After the war, he continued to practice medicine until 1870, when he commenced studies for the ordained ministry. He was ordained deacon on June 25, 1871, and priest on June 29, 1872, by Bishop Francis McNeece Whittle. He served as rector of St John's Church and St Paul's Church in Tappahannock, Virginia between 1871 and 1876. Later, in 1876, he became rector of Christ and St. Luke's Church in Norfolk, Virginia, while in 1884 he became rector of Monumental Church in Richmond, Virginia.

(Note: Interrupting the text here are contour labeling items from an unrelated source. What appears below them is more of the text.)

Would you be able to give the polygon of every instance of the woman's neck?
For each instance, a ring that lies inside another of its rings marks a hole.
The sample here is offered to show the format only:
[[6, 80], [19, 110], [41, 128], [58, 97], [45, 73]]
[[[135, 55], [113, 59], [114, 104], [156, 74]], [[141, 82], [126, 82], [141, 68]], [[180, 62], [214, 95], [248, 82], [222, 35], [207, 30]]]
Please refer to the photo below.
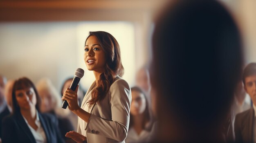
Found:
[[99, 72], [95, 70], [93, 71], [93, 73], [94, 74], [94, 76], [95, 77], [95, 80], [96, 81], [96, 84], [98, 83], [98, 81], [99, 80], [100, 76], [103, 72]]

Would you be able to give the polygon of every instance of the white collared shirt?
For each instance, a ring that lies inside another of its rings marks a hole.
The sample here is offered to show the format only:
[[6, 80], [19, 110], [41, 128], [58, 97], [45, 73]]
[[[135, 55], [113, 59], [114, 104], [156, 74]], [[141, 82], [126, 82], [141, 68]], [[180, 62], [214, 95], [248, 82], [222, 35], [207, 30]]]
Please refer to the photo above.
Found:
[[37, 129], [36, 130], [33, 128], [32, 128], [27, 123], [27, 121], [22, 115], [24, 120], [27, 123], [27, 125], [29, 127], [29, 128], [32, 134], [33, 134], [34, 138], [36, 139], [36, 143], [46, 143], [46, 136], [45, 133], [45, 131], [43, 128], [43, 127], [41, 125], [41, 123], [39, 120], [39, 117], [38, 115], [38, 112], [36, 111], [36, 119], [35, 121], [35, 123], [37, 126]]

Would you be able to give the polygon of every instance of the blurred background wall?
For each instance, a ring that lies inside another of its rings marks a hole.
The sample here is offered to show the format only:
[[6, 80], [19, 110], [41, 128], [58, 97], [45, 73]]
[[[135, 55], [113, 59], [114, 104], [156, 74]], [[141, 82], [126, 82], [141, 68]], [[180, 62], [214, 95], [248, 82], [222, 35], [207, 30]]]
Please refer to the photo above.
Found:
[[[256, 62], [256, 1], [220, 1], [240, 26], [245, 64]], [[85, 71], [81, 82], [88, 88], [94, 77], [83, 59], [85, 39], [89, 31], [104, 31], [119, 42], [124, 78], [132, 86], [136, 72], [150, 59], [154, 19], [166, 2], [1, 0], [0, 74], [8, 79], [26, 76], [34, 83], [49, 77], [59, 91], [64, 79], [79, 67]]]

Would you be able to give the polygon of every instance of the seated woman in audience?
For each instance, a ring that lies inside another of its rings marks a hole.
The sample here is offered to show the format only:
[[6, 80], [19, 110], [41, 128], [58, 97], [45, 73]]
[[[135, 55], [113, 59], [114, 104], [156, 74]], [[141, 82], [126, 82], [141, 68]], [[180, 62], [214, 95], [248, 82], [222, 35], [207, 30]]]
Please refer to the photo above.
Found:
[[67, 117], [70, 111], [61, 108], [61, 99], [51, 80], [46, 78], [41, 79], [36, 84], [36, 89], [42, 101], [40, 107], [41, 111], [56, 117], [61, 137], [66, 143], [74, 143], [73, 140], [65, 136], [67, 132], [74, 130], [71, 122]]
[[130, 125], [126, 143], [145, 143], [148, 137], [150, 116], [148, 103], [142, 90], [138, 87], [131, 88], [132, 102], [130, 116]]
[[74, 143], [72, 140], [65, 136], [67, 132], [74, 130], [71, 122], [66, 117], [70, 112], [61, 108], [61, 99], [50, 79], [40, 79], [36, 84], [36, 88], [42, 100], [41, 111], [51, 113], [56, 116], [59, 123], [61, 137], [66, 143]]
[[57, 119], [40, 112], [40, 98], [29, 79], [15, 81], [12, 90], [13, 113], [2, 123], [3, 143], [64, 143]]

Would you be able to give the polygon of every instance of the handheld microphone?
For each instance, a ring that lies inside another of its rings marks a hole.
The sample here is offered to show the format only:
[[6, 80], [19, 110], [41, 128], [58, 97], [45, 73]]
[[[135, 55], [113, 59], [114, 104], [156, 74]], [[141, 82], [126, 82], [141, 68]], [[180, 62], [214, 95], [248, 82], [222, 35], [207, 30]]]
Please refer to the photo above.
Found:
[[[73, 91], [75, 91], [79, 81], [80, 81], [80, 79], [83, 76], [83, 74], [84, 73], [84, 70], [83, 69], [80, 68], [78, 68], [75, 72], [75, 76], [73, 79], [72, 83], [70, 85], [70, 88]], [[62, 103], [62, 107], [63, 109], [66, 109], [67, 107], [68, 106], [68, 103], [65, 100], [64, 100], [63, 103]]]

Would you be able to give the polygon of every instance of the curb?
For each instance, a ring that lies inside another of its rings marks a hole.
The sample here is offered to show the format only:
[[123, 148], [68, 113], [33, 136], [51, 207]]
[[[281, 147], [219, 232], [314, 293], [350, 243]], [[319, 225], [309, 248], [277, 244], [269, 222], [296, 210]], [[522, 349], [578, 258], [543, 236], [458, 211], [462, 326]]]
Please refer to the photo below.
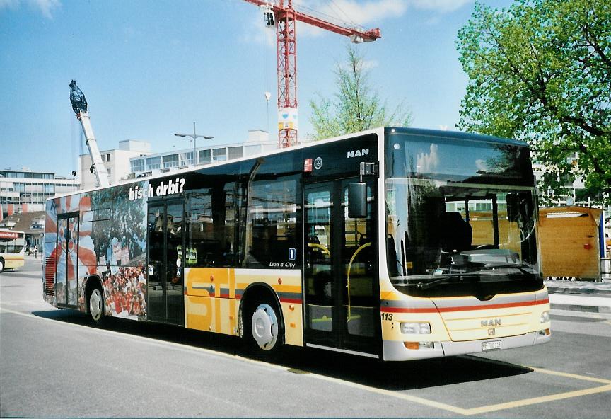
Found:
[[551, 303], [549, 307], [552, 310], [564, 310], [568, 311], [582, 311], [584, 313], [611, 314], [611, 306], [584, 306], [580, 304], [561, 304]]

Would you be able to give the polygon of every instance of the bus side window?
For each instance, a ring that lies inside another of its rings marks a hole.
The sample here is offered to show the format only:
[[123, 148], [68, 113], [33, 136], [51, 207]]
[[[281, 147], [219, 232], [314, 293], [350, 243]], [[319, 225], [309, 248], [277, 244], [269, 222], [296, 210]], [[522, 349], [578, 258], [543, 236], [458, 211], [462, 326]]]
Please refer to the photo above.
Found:
[[233, 183], [202, 188], [191, 195], [187, 266], [235, 266], [235, 202]]

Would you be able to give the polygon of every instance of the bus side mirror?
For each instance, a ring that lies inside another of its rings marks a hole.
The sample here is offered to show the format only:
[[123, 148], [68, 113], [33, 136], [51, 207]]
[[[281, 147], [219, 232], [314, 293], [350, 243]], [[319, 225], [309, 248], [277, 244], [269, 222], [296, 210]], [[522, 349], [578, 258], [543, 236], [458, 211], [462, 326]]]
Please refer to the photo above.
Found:
[[362, 182], [348, 185], [348, 217], [367, 217], [367, 185]]
[[507, 219], [518, 221], [520, 217], [520, 197], [517, 194], [507, 194]]

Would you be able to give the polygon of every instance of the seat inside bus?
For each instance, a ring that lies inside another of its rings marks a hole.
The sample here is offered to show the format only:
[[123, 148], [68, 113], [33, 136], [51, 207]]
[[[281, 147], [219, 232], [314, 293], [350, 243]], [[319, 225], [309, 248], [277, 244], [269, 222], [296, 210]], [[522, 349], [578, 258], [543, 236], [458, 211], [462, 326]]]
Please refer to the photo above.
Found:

He was elected Coadjutor Bishop of Virginia on January 31, 1894, and was consecrated in Monumental Church on May 16, 1894, by Francis McNeece Whittle, Bishop of Virginia; Thomas Underwood Dudley, Bishop of Kentucky; and George William Peterkin, Bishop of West Virginia at the Diocese's 99th Annual Convention in Richmond, Virginia on May 16, 1894.

Newton was the father of historian Mary Newton Stanard, who produced a biography of him in 1924.